Construction companies in New York are required to pay workers on public projects a predetermined hourly rate. This prevailing wage is set by local authorities, and in New York City, it is established by the Office of the City Comptroller. Failing to pay the prevailing wage can lead to criminal sanctions including jail time, which is what happened recently in a case involving the owner of a Long Island contractor.
On June 10, the New York State attorney general and comptroller announced that the owner of a Nassau County-based construction firm would spend 30 days in jail for failing to pay the prevailing wage and falsifying records to conceal his activities. He will serve three years of probation after being released. His wife, who was convicted on misdemeanor counts of the same charges, was given a conditional discharge.
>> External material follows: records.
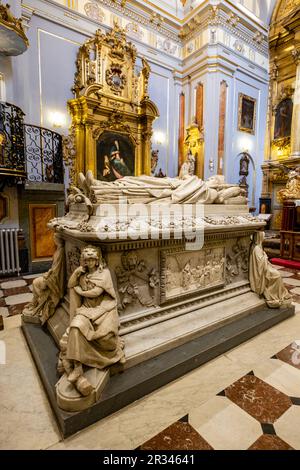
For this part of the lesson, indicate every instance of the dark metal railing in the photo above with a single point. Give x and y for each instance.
(26, 151)
(12, 152)
(43, 150)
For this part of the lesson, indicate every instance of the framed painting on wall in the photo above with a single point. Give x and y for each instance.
(247, 114)
(283, 119)
(115, 157)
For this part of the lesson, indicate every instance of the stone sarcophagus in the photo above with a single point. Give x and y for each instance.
(152, 277)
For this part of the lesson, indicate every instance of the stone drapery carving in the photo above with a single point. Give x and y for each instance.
(264, 279)
(148, 189)
(136, 281)
(48, 289)
(237, 261)
(92, 339)
(73, 259)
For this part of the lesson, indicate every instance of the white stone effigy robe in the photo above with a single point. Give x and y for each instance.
(148, 190)
(93, 337)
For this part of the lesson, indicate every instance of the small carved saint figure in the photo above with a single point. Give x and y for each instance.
(188, 167)
(92, 340)
(115, 165)
(265, 280)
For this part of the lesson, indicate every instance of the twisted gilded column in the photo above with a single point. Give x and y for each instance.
(295, 133)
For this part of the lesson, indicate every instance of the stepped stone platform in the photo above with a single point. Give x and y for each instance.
(170, 355)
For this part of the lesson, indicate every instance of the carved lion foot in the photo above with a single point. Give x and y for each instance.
(83, 386)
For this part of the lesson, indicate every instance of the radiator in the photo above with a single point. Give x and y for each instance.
(9, 252)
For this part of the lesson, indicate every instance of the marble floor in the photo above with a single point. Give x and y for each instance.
(248, 398)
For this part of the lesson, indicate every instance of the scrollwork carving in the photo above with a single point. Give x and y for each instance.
(136, 281)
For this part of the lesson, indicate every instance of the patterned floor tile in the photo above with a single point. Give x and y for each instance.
(225, 425)
(267, 442)
(280, 375)
(290, 355)
(259, 399)
(178, 436)
(287, 427)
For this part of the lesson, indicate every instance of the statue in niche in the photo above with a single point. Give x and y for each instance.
(136, 283)
(92, 339)
(186, 275)
(283, 119)
(154, 161)
(188, 167)
(264, 278)
(47, 289)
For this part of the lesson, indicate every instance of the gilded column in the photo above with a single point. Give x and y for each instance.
(295, 133)
(181, 130)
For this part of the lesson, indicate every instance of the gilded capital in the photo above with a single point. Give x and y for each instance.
(296, 54)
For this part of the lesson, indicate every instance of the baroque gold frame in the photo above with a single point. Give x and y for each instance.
(101, 105)
(252, 131)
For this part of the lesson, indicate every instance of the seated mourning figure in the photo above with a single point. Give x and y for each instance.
(92, 338)
(150, 190)
(264, 279)
(47, 289)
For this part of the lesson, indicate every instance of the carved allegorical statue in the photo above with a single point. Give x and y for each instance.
(148, 189)
(264, 278)
(92, 340)
(48, 289)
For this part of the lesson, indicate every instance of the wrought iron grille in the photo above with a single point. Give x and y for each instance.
(12, 161)
(43, 149)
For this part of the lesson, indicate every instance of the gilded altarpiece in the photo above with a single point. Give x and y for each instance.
(111, 101)
(282, 151)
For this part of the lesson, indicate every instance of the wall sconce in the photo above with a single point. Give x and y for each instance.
(159, 137)
(57, 119)
(245, 145)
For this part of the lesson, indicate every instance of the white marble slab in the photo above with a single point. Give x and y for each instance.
(153, 340)
(225, 425)
(18, 299)
(292, 282)
(13, 284)
(33, 276)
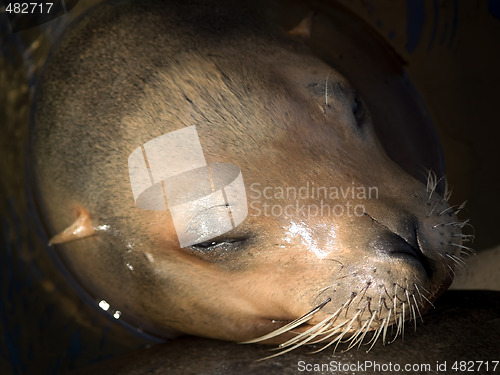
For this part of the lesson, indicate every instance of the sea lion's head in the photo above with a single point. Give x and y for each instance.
(338, 239)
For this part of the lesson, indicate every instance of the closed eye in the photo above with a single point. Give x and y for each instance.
(358, 110)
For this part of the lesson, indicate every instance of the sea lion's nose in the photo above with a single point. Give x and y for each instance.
(407, 248)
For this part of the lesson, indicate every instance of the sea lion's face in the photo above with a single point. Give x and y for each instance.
(333, 224)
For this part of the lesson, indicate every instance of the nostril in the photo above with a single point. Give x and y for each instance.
(389, 243)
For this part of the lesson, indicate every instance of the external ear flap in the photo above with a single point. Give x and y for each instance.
(81, 228)
(303, 29)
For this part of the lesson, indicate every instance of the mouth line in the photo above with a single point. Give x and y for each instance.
(414, 252)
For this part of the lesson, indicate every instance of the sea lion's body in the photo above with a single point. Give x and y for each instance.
(260, 101)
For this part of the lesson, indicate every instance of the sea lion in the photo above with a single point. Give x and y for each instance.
(350, 243)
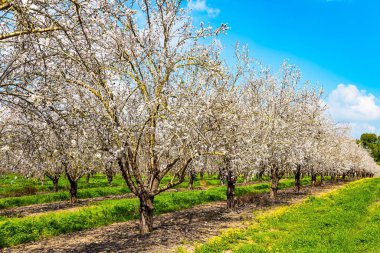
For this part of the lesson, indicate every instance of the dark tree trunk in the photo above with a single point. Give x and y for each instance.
(73, 191)
(109, 178)
(231, 181)
(55, 183)
(201, 174)
(146, 213)
(298, 178)
(192, 176)
(274, 182)
(221, 176)
(313, 179)
(260, 175)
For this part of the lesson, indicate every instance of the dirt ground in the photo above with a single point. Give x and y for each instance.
(182, 228)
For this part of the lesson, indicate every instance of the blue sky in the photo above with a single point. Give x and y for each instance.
(336, 43)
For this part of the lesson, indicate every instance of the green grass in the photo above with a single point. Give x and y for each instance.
(21, 230)
(347, 220)
(14, 183)
(60, 196)
(85, 190)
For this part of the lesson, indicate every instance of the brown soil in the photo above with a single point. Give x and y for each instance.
(171, 230)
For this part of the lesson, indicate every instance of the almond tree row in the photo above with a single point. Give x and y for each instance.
(87, 83)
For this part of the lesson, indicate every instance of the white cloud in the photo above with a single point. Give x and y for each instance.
(201, 6)
(357, 129)
(349, 104)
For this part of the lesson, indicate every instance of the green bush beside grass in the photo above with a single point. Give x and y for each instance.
(347, 220)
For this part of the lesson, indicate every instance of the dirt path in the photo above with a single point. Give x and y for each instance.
(171, 230)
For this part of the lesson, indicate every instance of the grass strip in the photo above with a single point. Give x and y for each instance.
(15, 231)
(347, 220)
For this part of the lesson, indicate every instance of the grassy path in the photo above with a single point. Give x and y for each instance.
(347, 220)
(14, 231)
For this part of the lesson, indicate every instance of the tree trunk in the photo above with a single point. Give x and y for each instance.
(274, 183)
(73, 191)
(109, 178)
(146, 214)
(298, 178)
(260, 175)
(230, 190)
(55, 184)
(313, 179)
(192, 177)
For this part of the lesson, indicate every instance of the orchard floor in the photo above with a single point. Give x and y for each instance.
(182, 228)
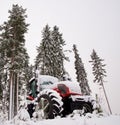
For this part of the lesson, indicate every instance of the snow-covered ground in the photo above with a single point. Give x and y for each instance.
(89, 119)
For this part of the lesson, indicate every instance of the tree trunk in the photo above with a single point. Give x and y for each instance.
(106, 98)
(16, 94)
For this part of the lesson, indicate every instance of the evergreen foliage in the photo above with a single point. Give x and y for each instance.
(50, 57)
(13, 53)
(98, 68)
(99, 73)
(81, 73)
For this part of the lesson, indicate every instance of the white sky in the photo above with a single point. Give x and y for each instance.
(87, 23)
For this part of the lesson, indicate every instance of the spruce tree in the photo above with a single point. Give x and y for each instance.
(14, 51)
(81, 73)
(50, 55)
(43, 61)
(99, 72)
(58, 54)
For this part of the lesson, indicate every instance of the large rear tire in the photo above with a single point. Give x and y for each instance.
(49, 104)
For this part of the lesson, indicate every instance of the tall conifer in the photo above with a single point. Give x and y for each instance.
(81, 73)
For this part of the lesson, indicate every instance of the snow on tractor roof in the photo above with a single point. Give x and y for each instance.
(73, 86)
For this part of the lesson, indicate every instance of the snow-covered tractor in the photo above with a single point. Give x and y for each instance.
(50, 97)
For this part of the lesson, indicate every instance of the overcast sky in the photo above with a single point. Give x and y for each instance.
(90, 24)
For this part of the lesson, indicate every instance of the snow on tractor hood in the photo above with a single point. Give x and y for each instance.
(50, 82)
(46, 82)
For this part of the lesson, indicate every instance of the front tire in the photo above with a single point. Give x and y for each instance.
(87, 107)
(49, 104)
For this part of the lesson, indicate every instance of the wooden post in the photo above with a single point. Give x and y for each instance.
(106, 97)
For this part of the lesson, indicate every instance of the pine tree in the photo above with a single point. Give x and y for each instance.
(14, 51)
(58, 54)
(50, 56)
(99, 72)
(81, 74)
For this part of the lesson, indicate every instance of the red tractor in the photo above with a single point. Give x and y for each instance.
(51, 97)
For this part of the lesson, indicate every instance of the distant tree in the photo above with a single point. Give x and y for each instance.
(50, 55)
(14, 52)
(99, 72)
(81, 73)
(58, 57)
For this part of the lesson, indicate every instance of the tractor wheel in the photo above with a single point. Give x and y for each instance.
(49, 104)
(87, 107)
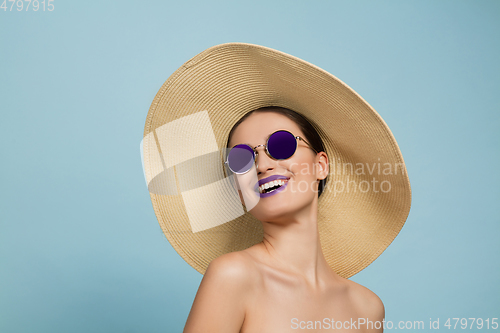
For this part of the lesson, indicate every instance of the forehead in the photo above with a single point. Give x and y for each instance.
(256, 128)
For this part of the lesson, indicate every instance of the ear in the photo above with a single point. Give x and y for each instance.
(321, 165)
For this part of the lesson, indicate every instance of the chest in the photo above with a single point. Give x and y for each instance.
(287, 307)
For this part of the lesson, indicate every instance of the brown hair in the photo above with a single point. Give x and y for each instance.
(310, 133)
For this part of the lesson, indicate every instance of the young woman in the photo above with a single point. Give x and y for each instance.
(284, 281)
(316, 190)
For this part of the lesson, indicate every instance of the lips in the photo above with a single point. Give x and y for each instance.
(269, 179)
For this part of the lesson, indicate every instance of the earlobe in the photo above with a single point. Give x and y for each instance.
(322, 166)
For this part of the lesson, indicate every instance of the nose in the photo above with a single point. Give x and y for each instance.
(263, 162)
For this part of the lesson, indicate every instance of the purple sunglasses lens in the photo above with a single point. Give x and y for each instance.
(240, 158)
(281, 145)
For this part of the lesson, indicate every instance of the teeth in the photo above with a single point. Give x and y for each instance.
(270, 184)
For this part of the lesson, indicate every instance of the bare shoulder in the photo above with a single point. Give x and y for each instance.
(366, 301)
(223, 296)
The man was convicted of paying his workers $281,630 less than the prevailing wage on building projects at several Bronx County public schools between 2012 and 2015. He also submitted records to the Department of Education that made it appear the workers had been paid the proper rate. The sentences were handed down as part of a plea agreement the couple entered into in February. They also paid workers $80,000 in restitution. An order of restitution is in place for the remaining $201,630, and the couple is to be barred from bidding on any future public projects in New York.
This case reveals that wage and hour claims can result in more than just financial sanctions. Attorneys with experience in this area may point out cases like this one to workers who have been treated unfairly but are reluctant to take action. Attorneys might also encourage workers to keep their pay stubs and time cards as they are usually the most compelling pieces of evidence in wage and hour cases.